Department of Neurobiology and Anatomy, The University of Texas Health Science Center at Houston, Houston, TX 77030, USA.
J Neurol Sci. 2012 Feb 15;313(1-2):35-41. doi: 10.1016/j.jns.2011.09.035. Epub 2011 Oct 21.
Huntington disease (HD) is a genetic, neurodegenerative disorder characterized by chorea, behavioral co-morbidities, cognitive deficits, and eye movement abnormalities. We sought to evaluate whether reflexive and voluntary orienting prove useful as biomarkers of disease severity in HD.
Eleven HD subjects were evaluated with the motor subscale of the Unified Huntington Disease Rating Scale (UHDRS) and the Montreal Cognitive Assessment. Using an infrared eye tracker, we also measured latency and error rates of horizontal and vertical saccades using prosaccade and antisaccade eye movement tasks. We calculated simple and age-controlled correlations between eye movement and clinical parameters.
Prosaccade latency correlated with total chorea score. HD patients with greater clinical severity were significantly slower in the prosaccade task. Antisaccade error rate also correlated with UHDRS motor score and total chorea score. HD patients with greater clinical severity as measured by either measure made significantly more errors in the antisaccade task.
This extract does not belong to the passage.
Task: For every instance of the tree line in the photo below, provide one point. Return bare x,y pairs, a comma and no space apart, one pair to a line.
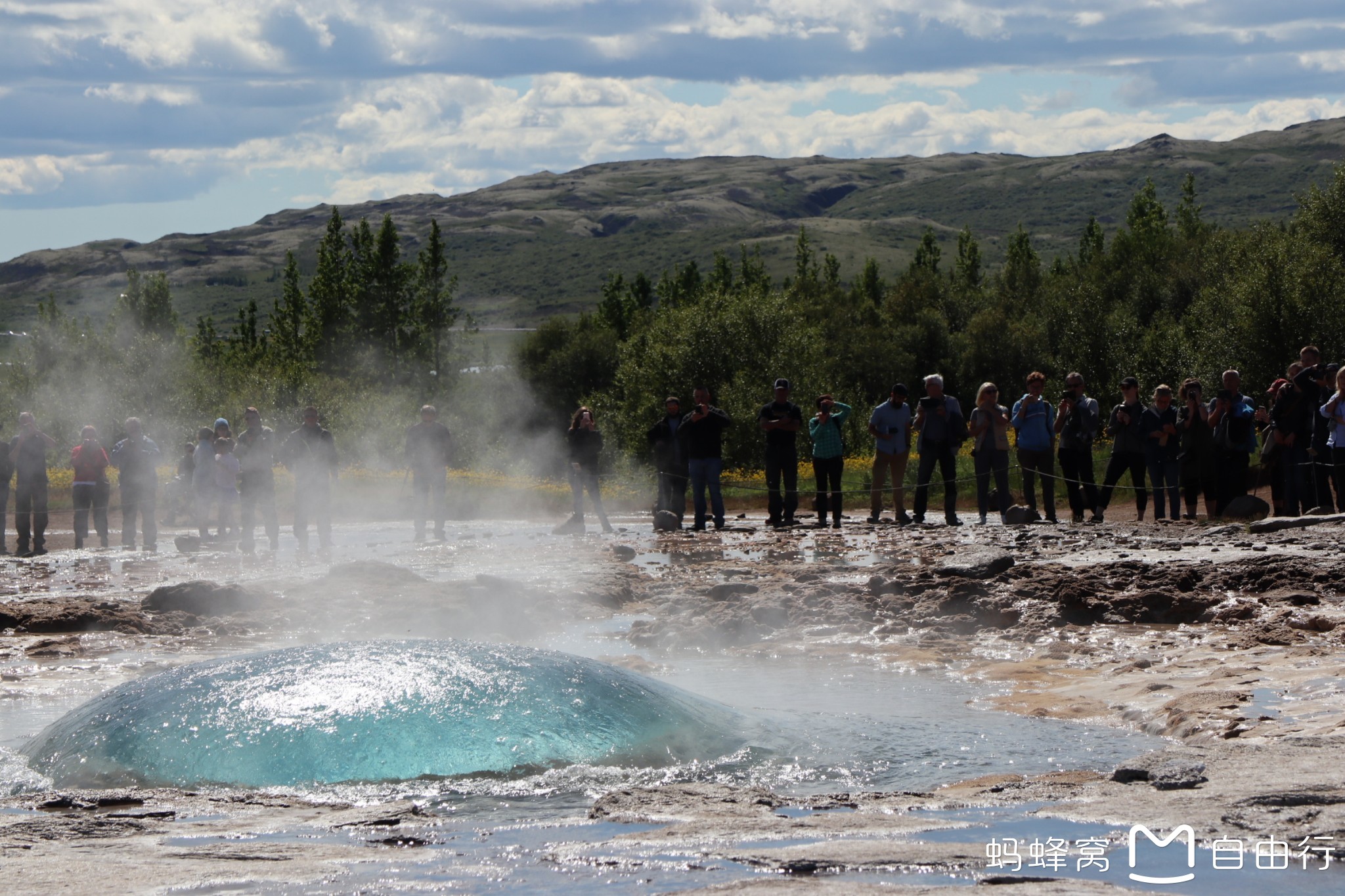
1166,296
All these correlations remained significant even when age was taken into account.
The results of the present age-controlled study show for the first time that both reflexive and voluntary eye motor control in HD patients decrease with increase in disease severity suggesting declines in both motor and cognitive function. Thus, relatively simple eye movement parameters (latency and error rate) obtained from simple tasks (prosaccade and antisaccade) may serve as quantitative biomarkers of sub-cortical and cortical disease severity in HD and could aid in predicting onset, distinguishing subtypes, or evaluating disease progression and novel therapies.
亨廷顿病(HD)是一种遗传性神经退行性疾病,其特征为舞蹈症、行为共病、认知缺陷和眼球运动异常。我们试图评估反射性和自主性定向是否可作为 HD 疾病严重程度的生物标志物。
11 名 HD 受试者接受了统一亨廷顿病评定量表(UHDRS)运动量表和蒙特利尔认知评估的评估。使用红外眼动追踪器,我们还通过正性和负性眼动任务测量了水平和垂直扫视的潜伏期和错误率。我们计算了眼动与临床参数之间的简单和年龄校正相关性。
正性扫视潜伏期与总舞蹈评分相关。临床严重程度较高的 HD 患者在正性扫视任务中明显较慢。负性扫视错误率也与 UHDRS 运动评分和总舞蹈评分相关。无论是用哪种措施来衡量,临床严重程度较高的 HD 患者在负性扫视任务中都会犯更多的错误。即使考虑到年龄,这些相关性仍然显著。
本年龄对照研究的结果首次表明,HD 患者的反射性和自主性眼球运动控制均随疾病严重程度的增加而降低,提示运动和认知功能均下降。因此,来自简单任务(正性和负性扫视)的相对简单的眼动参数(潜伏期和错误率)可能作为 HD 皮质下和皮质疾病严重程度的定量生物标志物,并有助于预测发病、区分亚型或评估疾病进展和新疗法。